La capitale de l’Estonie fait figure de « smart city modèle », entraînant tout un pays dans son sillage. La réussite de sa transformation numérique a été construite sur trois piliers : l’accessibilité, l’interopérabilité et l’ergonomie.

Son histoire et sa géographie auraient pu être des handicaps pour l’Estonie dans sa progression vers le numérique. Ils se sont avérés être des atouts. Contraint de se réinventer après sa sortie du bloc soviétique en 1991, ce petit pays d’un peu plus de 1,3 million d’habitants sur un territoire de la taille de la région Auvergne-Rhône-Alpes en France figure aujourd’hui dans le peloton de tête des champions du monde du numérique : 85 % de la population connectée en haut débit, 100 % des prescriptions médicales réalisées en ligne, toutes les écoles connectées, vote électronique utilisé par 30 % des Estoniens…

Mais au-delà des chiffres, ce qui retient l’attention, c’est la façon dont l’Estonie a conçu et mené sa transition numérique. Avec sa capitale, Tallinn, qui concentre un gros tiers de la population du pays, en figure de proue.

La formule tient en trois mots : accessibilité, interopérabilité et ergonomie. Le dénominateur commun ? L’utilisateur. C’est lui le vrai décideur et l’artisan du succès de la transition dans la mesure où la technologie n’existe que si elle est adoptée par tous. Toomas Sepp, secrétaire municipal et directeur administratif de la Régie de Tallinn, confirme qu’il a été « important de veiller à ce que [les] citoyens soient prêts et disposés à s’en servir »(1).

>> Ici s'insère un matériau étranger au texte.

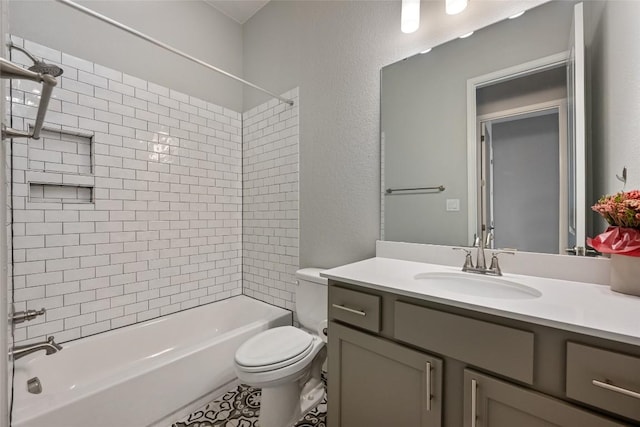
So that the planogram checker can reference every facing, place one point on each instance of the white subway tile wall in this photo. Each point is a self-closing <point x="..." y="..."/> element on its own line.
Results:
<point x="162" y="232"/>
<point x="270" y="229"/>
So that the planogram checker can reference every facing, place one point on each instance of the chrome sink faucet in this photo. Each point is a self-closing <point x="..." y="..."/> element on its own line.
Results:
<point x="481" y="260"/>
<point x="49" y="346"/>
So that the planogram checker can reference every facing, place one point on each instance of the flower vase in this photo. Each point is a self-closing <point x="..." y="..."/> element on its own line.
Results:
<point x="625" y="274"/>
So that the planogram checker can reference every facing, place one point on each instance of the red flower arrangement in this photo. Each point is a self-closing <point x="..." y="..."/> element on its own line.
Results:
<point x="622" y="212"/>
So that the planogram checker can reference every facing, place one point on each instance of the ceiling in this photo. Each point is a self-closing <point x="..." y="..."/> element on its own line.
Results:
<point x="238" y="10"/>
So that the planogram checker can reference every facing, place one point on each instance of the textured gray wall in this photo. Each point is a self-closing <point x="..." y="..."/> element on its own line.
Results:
<point x="615" y="79"/>
<point x="334" y="51"/>
<point x="191" y="26"/>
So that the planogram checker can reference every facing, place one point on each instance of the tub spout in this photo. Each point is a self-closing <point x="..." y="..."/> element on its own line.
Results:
<point x="49" y="346"/>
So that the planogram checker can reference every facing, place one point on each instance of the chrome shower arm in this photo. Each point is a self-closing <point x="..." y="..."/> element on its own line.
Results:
<point x="12" y="45"/>
<point x="9" y="70"/>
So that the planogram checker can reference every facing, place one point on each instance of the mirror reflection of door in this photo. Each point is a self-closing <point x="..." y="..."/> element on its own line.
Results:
<point x="523" y="176"/>
<point x="522" y="139"/>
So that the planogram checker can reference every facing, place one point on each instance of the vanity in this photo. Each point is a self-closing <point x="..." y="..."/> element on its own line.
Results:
<point x="404" y="351"/>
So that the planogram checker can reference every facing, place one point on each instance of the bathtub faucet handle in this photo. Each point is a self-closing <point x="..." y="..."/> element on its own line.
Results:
<point x="54" y="344"/>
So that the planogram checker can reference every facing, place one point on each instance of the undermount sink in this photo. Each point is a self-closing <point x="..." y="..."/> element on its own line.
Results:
<point x="478" y="285"/>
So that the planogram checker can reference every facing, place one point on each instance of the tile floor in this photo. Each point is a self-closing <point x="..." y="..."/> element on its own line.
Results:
<point x="240" y="407"/>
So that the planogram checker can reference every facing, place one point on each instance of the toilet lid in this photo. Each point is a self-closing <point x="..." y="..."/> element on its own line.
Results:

Pour atteindre cet objectif, Tallinn et, dans son sillage, l’Estonie, se sont attachés à mettre en place les infrastructures nécessaires, prioritairement dans les écoles, puis dans les administrations et dans les foyers qui devaient tous, ruraux et citadins, disposer d’une connexion à 100 Mb/s dès 2015. L’effort a aussi porté sur la mobilité, avec la multiplication des points d’accès en wifi dans tous les lieux accueillant du public.

Volet éducatif

Ce déploiement a été accompagné avec un soin particulier par des actions de prise en main des outils et de leur environnement par les intéressés. Ce souci éducatif s’est d’abord traduit dans les écoles très vite dotées d’ordinateurs connectés. Dès l’âge de 7 ans, les élèves se voient proposer un programme de formation, non pas au code dans l’idée du « tous codeurs », mais de façon plus intelligente à la logique du code et des algorithmes pour entrer dans la culture numérique.

Les fonctionnaires ont été initiés au « design thinking » afin de concevoir des contenus et des interfaces répondant réellement aux attentes et aux besoins des usagers.

Le projet de formation a aussi ciblé des dirigeants au plus haut niveau. Aujourd’hui, à Tallinn, le conseil des ministres se targue d’être le premier « conseil paperless » au monde. Les hauts fonctionnaires de la capitale ont été initiés au « design thinking » afin de concevoir, avec leurs services, des contenus et des interfaces répondant réellement aux attentes et aux besoins des usagers.

L’ergonomie a été identifiée comme un enjeu majeur de l’adoption du digital par les intéressés. La carte d’identité numérique est devenue la clé familière de ce monde dématérialisé. Elle équipe 98 % des citoyens. Associée à leur PIN (code personnel d’identification), la carte sert de moyen d’authentification et de signature pour tout type de transactions (banques, commerces et transports) et de démarches. Seuls trois actes sont exclus du champ de l’e-signature : le mariage, le divorce et l’emprunt immobilier.

Open data

Pour les automobilistes qui circulent dans Tallinn, en cas de contrôle, inutile de sortir son permis de conduire : le numéro d’identification électronique suffit, qui donne à l’agent de police accès à l’ensemble des documents. Cette fluidité dans les services, qui se retrouve aussi par exemple dans le secteur de la santé, a été un gage de succès pour l’adoption du numérique par les Estoniens.

Cette fluidité a été rendue possible par une étroite collaboration entre les secteurs publics et privés, par une politique résolument tournée vers l’open data et l’interopérabilité. En 2001, le gouvernement a lancé le programme X-Road pour faciliter la communication entre les différentes bases de données ouvertes de l’administration. Quand une donnée est créée, par exemple l’enregistrement d’une naissance, elle est communiquée automatiquement à l’ensemble des services sociaux, sanitaires, etc. Cette interconnexion des bases et le partage des données privées qu’elle implique ont été rendus possibles par le passage d’un contrat de confiance avec les citoyens.

A Tallinn, smart city sans complexe, la transparence, la sécurité des données et le strict respect de la vie privée sont organisés et inscrits dans la loi.